One Way, It's Every Way is the follow-up from Mitchell and it's a much bigger transformation than I would have expected. It's not quite along the same lines as the ultra-drastic change from Start Breaking My Heart to Up In Flames by Manitoba/Caribou, but it's a somewhat similar jump, not only does every song on One Way, It's Every Way contain vocals, but the variety of instrumentation and depth of the release is much expanded as well.
Supposedly constructed as a musical palindrome (something I don't quite hear), the album does indeed seem to document a time of turbulence and personal growth and change in Mitchell's life. There are narratives from different people, introspection, blame, and lots of other emotions dropped in alongside music that is surprisingly buoyant most of the time. "The Younger The Old" is a short track that opens the release with strummy guitar, wheezy organ, and whimsical programming while Mitchell adds his breathy vocals. "Seconds When It's Minutes" mixes guitar, mandolin, hand-percussion, and subtle electronic programming into a surprisingly spry track that shifts tempo several times and launches into sunny, glitched-out closing section that sounds like the Beach Boys remixed by Fennesz.
As mentioned above, the variety of instrumentation on One Way, It's Every Way is huge compared to the first release from the group. Mitchell is joined by a cast of friends who add saxophone, drums, accordion, guitars, flute, eastern instruments, strings, and more to the mix. With a deft hand, he combines all of the above with his soft vocals and a good bit of digital programming and processing. At almost seven minutes, "As Tommy Fixes Fights" is easily the longest track on the album, but it moves through about 4 different sections in that time and sounds like a stream of consciousness argument with oneself set to music.
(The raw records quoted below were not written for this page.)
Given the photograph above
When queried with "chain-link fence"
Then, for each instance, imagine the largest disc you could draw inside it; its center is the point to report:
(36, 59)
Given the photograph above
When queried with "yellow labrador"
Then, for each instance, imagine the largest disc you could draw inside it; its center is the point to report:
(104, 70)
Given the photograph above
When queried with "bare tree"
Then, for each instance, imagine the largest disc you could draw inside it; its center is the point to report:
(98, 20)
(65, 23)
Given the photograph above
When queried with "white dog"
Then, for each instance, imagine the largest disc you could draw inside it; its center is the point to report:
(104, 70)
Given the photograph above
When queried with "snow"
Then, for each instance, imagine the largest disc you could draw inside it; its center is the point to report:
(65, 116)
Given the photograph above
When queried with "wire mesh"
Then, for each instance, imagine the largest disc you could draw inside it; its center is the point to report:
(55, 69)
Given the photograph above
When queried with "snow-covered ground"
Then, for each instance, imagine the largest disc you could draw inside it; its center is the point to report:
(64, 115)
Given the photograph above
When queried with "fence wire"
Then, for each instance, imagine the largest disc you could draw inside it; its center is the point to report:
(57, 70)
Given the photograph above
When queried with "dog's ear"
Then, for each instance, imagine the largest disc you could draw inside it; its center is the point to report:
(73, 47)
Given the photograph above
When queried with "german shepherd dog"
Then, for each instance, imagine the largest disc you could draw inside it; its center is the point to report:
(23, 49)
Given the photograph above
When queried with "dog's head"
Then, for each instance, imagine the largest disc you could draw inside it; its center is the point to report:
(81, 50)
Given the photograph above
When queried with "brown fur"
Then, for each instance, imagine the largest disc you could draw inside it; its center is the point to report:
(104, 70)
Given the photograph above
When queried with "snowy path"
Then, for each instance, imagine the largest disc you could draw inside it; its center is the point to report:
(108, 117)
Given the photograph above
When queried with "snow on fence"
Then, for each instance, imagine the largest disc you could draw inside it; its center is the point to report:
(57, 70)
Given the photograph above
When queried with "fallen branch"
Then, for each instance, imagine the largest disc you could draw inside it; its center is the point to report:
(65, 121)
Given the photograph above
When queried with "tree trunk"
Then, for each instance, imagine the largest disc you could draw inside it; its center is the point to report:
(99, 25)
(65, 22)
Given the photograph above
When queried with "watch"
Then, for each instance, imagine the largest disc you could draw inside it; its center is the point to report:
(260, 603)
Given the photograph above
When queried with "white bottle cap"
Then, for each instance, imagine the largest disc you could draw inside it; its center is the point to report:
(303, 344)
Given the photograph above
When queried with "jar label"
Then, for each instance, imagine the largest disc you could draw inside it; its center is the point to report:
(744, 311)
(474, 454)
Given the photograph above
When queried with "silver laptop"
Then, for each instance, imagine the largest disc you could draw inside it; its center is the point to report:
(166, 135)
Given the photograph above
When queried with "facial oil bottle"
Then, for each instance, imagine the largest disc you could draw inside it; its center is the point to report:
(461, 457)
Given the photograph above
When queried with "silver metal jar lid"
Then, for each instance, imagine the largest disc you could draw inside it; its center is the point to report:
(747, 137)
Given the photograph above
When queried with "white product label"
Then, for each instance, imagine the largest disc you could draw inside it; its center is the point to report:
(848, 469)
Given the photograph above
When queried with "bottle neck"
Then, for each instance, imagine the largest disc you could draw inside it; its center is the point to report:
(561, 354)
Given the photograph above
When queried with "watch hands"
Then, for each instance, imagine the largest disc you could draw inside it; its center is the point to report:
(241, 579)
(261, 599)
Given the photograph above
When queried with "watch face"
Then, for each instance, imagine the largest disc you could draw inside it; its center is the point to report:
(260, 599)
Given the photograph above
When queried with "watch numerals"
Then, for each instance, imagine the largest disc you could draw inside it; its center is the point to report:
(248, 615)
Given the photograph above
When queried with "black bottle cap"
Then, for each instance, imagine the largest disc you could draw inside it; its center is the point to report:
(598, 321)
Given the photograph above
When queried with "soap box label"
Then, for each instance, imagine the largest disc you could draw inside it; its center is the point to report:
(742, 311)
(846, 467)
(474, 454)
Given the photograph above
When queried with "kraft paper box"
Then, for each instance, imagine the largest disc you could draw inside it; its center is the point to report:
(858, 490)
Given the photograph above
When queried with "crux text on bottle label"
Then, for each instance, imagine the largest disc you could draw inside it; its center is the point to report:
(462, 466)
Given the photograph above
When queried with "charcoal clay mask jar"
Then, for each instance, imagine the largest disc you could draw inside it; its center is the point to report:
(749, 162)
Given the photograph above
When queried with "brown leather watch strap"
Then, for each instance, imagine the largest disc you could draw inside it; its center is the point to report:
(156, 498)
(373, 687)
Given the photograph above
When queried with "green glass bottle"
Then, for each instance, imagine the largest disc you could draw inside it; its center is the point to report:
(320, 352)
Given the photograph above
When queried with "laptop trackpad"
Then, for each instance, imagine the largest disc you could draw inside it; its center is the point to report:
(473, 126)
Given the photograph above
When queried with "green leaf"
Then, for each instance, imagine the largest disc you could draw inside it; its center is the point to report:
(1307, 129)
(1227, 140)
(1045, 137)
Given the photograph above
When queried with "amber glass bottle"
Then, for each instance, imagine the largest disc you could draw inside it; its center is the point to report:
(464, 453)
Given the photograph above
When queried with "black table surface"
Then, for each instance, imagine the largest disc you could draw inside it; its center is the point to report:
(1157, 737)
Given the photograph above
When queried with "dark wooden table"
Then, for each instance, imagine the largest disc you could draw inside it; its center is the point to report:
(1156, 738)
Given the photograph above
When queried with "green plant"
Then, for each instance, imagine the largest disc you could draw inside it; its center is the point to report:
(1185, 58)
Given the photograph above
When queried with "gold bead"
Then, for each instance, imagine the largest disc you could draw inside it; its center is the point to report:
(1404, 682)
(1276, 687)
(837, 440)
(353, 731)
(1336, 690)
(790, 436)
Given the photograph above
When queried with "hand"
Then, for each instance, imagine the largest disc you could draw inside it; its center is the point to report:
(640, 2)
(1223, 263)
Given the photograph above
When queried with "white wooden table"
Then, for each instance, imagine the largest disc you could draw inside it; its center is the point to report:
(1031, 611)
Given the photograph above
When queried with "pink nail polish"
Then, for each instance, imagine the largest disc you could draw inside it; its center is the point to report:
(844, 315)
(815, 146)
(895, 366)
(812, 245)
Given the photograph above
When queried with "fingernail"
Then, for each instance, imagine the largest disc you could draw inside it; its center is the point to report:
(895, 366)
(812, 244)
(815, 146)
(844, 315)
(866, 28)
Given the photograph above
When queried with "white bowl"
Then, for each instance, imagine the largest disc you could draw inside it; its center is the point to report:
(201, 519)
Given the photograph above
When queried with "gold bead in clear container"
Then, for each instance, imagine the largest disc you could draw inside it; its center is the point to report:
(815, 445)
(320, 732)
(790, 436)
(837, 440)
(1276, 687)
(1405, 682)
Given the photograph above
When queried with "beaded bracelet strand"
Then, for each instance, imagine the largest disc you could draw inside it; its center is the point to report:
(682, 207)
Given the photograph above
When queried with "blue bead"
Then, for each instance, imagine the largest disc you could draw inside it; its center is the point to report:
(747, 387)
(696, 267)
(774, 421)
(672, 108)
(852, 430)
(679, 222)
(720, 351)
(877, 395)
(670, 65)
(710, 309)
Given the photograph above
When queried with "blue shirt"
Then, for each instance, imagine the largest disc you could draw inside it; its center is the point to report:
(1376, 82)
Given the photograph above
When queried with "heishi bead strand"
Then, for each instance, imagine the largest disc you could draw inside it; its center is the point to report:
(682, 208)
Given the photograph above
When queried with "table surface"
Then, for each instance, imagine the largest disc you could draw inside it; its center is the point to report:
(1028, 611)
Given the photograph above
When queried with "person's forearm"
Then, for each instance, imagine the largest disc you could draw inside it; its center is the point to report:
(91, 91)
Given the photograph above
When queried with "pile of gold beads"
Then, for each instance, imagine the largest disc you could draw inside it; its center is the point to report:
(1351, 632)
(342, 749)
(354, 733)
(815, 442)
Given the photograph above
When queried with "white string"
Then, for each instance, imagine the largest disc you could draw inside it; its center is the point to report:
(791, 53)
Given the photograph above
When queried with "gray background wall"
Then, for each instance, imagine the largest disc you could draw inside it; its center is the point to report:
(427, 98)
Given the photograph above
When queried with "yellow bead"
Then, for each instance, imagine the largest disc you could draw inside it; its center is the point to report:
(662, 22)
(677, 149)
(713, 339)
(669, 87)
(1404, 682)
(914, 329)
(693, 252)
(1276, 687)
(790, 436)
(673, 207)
There are lots of great evocative moments on the album, but perhaps the best is on "The Tense Changes." Even though it only runs barely over three minutes long, it morphs from a beginning swirling with backwards drones and glitch into a celebratory ending with strings, gorgeous vocals, and playful electronics. Because there's so much going on within the release, the forty-minute running length actually feels like a bit longer, but it's not a bad thing by any means. It's too bad this one is coming out just as fall arrives, because it's one of the better summer releases I've heard in awhile. If anything, it will hopefully help chase away a bit of the Seasonal Affective Disorder.